While the Freedom Rides Museum was the most informative aspect of the trip for many travelers, the National Memorial for Peace and Justice was generally considered to be the most emotionally transformative experience. The site — which is the nation’s first memorial dedicated to the legacy of enslaved Black people, people terrorized by lynching, African Americans humiliated by racial segregation and Jim Crow, and people of color burdened with contemporary presumptions of guilt and police violence — features an artifact listing each state and all of the counties within that state that hosted lynchings.

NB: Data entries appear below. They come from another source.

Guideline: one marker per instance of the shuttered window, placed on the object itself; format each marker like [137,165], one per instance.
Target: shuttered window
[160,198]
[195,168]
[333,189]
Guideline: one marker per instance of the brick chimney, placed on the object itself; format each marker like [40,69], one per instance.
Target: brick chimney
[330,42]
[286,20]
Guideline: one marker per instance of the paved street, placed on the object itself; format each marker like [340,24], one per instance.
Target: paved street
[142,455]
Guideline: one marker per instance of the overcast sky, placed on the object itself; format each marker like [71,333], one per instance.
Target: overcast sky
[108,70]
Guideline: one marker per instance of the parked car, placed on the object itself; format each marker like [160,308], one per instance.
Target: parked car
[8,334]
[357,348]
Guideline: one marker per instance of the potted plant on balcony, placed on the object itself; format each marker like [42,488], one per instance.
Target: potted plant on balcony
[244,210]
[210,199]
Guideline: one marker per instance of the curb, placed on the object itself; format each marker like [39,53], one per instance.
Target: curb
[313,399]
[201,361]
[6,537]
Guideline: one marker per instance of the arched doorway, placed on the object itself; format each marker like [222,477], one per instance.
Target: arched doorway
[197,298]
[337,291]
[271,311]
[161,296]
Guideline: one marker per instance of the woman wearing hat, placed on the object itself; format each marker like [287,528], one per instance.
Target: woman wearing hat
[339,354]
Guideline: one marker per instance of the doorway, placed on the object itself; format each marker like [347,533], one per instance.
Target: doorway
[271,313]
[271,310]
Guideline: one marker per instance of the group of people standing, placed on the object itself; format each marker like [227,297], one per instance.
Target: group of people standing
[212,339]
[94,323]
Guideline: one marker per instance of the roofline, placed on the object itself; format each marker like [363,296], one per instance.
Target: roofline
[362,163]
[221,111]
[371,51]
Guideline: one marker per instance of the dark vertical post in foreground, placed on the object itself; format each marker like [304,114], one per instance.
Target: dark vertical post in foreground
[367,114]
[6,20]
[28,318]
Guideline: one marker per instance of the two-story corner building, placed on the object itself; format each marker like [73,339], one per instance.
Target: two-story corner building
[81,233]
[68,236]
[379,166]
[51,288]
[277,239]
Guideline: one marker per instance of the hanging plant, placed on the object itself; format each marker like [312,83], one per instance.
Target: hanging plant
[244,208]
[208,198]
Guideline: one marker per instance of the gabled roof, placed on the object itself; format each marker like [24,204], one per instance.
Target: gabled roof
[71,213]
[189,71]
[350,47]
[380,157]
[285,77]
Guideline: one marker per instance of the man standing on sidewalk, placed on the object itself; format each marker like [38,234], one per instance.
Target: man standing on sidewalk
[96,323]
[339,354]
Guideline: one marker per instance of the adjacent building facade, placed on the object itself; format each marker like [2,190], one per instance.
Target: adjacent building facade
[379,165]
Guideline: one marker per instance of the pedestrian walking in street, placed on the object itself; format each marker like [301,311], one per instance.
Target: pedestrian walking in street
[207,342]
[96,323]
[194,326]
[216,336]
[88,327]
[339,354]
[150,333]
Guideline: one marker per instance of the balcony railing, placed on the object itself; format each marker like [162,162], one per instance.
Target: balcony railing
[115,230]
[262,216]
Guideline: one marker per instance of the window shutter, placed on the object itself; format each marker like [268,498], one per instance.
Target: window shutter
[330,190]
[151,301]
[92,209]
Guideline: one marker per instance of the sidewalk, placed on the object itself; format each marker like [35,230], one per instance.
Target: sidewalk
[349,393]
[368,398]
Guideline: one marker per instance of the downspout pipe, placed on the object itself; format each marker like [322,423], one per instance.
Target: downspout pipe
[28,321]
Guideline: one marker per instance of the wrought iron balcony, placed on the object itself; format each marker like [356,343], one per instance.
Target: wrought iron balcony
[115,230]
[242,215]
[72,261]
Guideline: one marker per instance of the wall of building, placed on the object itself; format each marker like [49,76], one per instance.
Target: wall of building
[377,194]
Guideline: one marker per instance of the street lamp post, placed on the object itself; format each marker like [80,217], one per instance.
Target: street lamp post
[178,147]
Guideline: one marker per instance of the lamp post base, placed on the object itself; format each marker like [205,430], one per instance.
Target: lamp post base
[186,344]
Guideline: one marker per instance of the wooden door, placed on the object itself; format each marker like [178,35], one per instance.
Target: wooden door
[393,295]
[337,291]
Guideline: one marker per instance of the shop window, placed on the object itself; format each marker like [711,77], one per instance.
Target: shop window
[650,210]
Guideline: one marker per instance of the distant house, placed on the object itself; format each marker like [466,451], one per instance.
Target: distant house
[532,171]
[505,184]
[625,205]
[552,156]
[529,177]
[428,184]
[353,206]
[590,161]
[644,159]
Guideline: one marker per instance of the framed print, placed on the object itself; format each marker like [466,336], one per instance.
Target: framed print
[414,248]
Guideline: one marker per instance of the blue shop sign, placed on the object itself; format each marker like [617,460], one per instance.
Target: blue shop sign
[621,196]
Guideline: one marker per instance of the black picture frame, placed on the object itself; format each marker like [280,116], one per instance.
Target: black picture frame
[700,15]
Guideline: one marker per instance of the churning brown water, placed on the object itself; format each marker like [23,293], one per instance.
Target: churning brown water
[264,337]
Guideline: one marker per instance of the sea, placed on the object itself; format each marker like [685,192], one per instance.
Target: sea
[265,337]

Every county in Kentucky was listed. “One of our students is going to return to her county and talk to the historical society there about creating a marker that can go in the city to memorialize the people that were lynched in the city center,” Dennie said. 

Bryant particularly enjoyed the group’s time at the Equal Justice Initiative’s Legacy Museum, the last stop on the formal tour. “It covered history all the way from the slave trade until today,” he said. “We were only there for a couple of hours, but I could have spent the entire day there.”

As the trip concluded with lunch at Pannie-George’s, Dennie ensured that all participants had an opportunity to debrief on the bus traveling home. “Everyone lamented the huge hole in their understanding of American history,” she said. “There is a whole piece of Civil Rights history that remains untold.”

The debriefing also provided participants with an opportunity to process the emotions stirred by such raw content. “I knew it would be emotional, but I wasn’t sure how everyone would process that emotion,” Dennie said. “We had natural, organic, satisfying, moving conversations. There were many tears shed on this trip.”

Bryant noted that the tour reminded him not to take freedoms like voting for granted. “I saw where people were back then and what they worked for,” he said. “Everyone needs to know this information. There’s so much you can learn from it. I could go again and still learn new stuff.” 

Bronze statues at the Legacy Museum in Montgomery. Photo by Chris Bryant.

Dennie hopes that even more members of the Transylvania community will sign up for future tours. “This project has unlimited possibility for development and growth,” Dennie added. “I think, given this era of book-banning, censorship and revisionism, it is critical for our students’ development as enlightened, educated citizens. I would hope that Transylvania would make this project an annual offering for our community.”